Publication: High-resolution dissection of cis-regulatory elements
Open/View Files
Date
Authors
Published Version
Published Version
Journal Title
Journal ISSN
Volume Title
Publisher
Citation
Abstract
Gene expression is a highly regulated process that governs almost all aspects of life. Precise gene regulation guarantees that every cell selectively expresses a subset of all genes to perform specialized cellular functions. Therefore, dysregulated gene expression often leads to disease and is implicated in aging. A key step of eukaryotic gene regulation is transcriptional regulation, where protein factors such as transcription factors (TFs) and nucleosomes bind to cis-regulatory elements (CREs) in the genome to determine the transcription of target genes. Our understanding of gene regulation therefore heavily depends on our ability to observe the action of regulatory proteins on genomic DNA, and scientists have worked for decades building ever better technologies to measure protein-DNA interactions at regulatory elements. This dissertation presents technological advances that allows measurement of protein-DNA interaction at cis-regulatory elements with significantly improved cellular (cell-type/state- resolved), genomic (single base-pair), and molecular (single molecule) resolution.
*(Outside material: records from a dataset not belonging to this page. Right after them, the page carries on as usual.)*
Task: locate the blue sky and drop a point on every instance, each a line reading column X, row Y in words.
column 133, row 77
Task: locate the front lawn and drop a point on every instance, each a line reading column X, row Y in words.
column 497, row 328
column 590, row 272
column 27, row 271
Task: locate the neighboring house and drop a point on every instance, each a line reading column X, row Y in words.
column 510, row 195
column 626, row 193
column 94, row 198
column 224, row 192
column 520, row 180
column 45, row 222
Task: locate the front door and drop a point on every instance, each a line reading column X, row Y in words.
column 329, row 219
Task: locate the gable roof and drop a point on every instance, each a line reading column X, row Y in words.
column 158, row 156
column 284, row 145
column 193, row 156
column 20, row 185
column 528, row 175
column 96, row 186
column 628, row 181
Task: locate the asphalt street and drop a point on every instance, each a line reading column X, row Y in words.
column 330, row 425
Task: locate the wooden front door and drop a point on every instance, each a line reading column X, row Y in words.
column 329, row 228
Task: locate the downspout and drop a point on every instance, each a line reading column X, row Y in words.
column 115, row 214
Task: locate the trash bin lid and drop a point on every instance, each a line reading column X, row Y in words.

First, we describe PRINT and seq2PRINT, which are computational methods for tracking transcription factor and nucleosome binding within cis-regulatory regions using single-cell ATAC-seq (scATAC-seq) data. PRINT detects footprints of DNA-binding proteins across spatial scales by accurately modeling enzymatic sequence bias and signal dispersion using machine learning. Using pseudo-bulked scATAC-seq, PRINT achieves cell-type- and cell-state-resolved TF and nucleosome footprint landscapes in systems with complex cell type composition and across hundreds of thousands of CREs genome-wide. Building upon PRINT, we describe seq2PRINT, which is a deep-learning model that uses local DNA sequence as the sole input to predict footprint patterns in the same locus. By extracting sequence features learned during training, seq2PRINT can accurately predict TF binding events with single base-pair resolution.
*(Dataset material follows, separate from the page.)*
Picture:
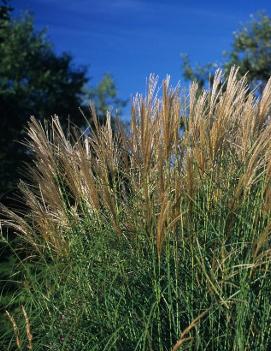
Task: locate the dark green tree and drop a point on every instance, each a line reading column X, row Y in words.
column 34, row 80
column 251, row 52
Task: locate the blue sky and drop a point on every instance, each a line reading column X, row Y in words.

Aided by low-rank approximation (LoRA), we can scale up seq2PRINT to hundreds of samples or cell-type/states. With PRINT and seq2PRINT, we reveal complex dynamics of TF and nucleosome binding within CREs in human hematopoiesis with unprecedented cell state and genomic resolution. We show that many CREs display distinct combinations of TF binding across cell types undetectable in traditional accessibility-based analyses. We further use PRINT and seq2PRINT to characterize murine hematopoietic stem cell (HSC) aging and show widespread reorganization of CREs and identify age-associate TF cooperations.
Second, we describe TDAC-seq, which is a technology that achieves single-molecule long-read profiling of chromatin accessibility and protein footprints using a double-strand DNA deaminase DddA11. We show that DddA11 can introduce C-to-T mutations in DNA regions that are accessible and unprotected from proteins, allowing accessibility and footprint measurements with nanopore sequencing. We show that TDAC-seq allows simultaneous read out of chromatin organization and genetic perturbations such as deletions introduced by CRISPR Cas9 or A-to-G mutations introduced by an adenine base editor (ABE). This allowed high throughput pooled CRISPR screen or ABE screen where the effect of each deletion/editing outcome on local chromatin organization can be individually assessed.
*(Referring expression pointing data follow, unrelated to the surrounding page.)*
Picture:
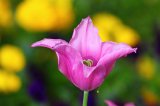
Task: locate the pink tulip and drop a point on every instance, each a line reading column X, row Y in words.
column 110, row 103
column 85, row 60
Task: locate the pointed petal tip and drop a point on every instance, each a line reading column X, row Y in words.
column 135, row 50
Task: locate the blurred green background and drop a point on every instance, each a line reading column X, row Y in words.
column 30, row 77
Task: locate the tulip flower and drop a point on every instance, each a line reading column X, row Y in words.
column 110, row 103
column 85, row 60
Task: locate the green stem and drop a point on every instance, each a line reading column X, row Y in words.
column 85, row 98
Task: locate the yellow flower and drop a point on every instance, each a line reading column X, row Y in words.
column 106, row 24
column 9, row 82
column 112, row 29
column 13, row 83
column 12, row 58
column 126, row 35
column 146, row 67
column 44, row 15
column 149, row 97
column 5, row 13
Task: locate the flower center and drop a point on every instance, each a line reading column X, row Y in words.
column 88, row 62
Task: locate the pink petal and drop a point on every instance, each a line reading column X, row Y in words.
column 111, row 52
column 49, row 43
column 110, row 103
column 129, row 104
column 86, row 40
column 70, row 64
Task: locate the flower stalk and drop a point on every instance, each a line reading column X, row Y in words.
column 85, row 98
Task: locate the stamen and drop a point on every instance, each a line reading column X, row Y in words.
column 88, row 62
In summary, the body of work presented in this dissertation resolved several long-standing technological challenges in measuring chromatin-level biological processes in gene-regulation. The technologies described enable cell-type/state-resolved single base-pair tracking of regulatory factor binding, as well as single-molecule long-read measurement of chromatin organization, providing powerful new tools for gene regulation studies.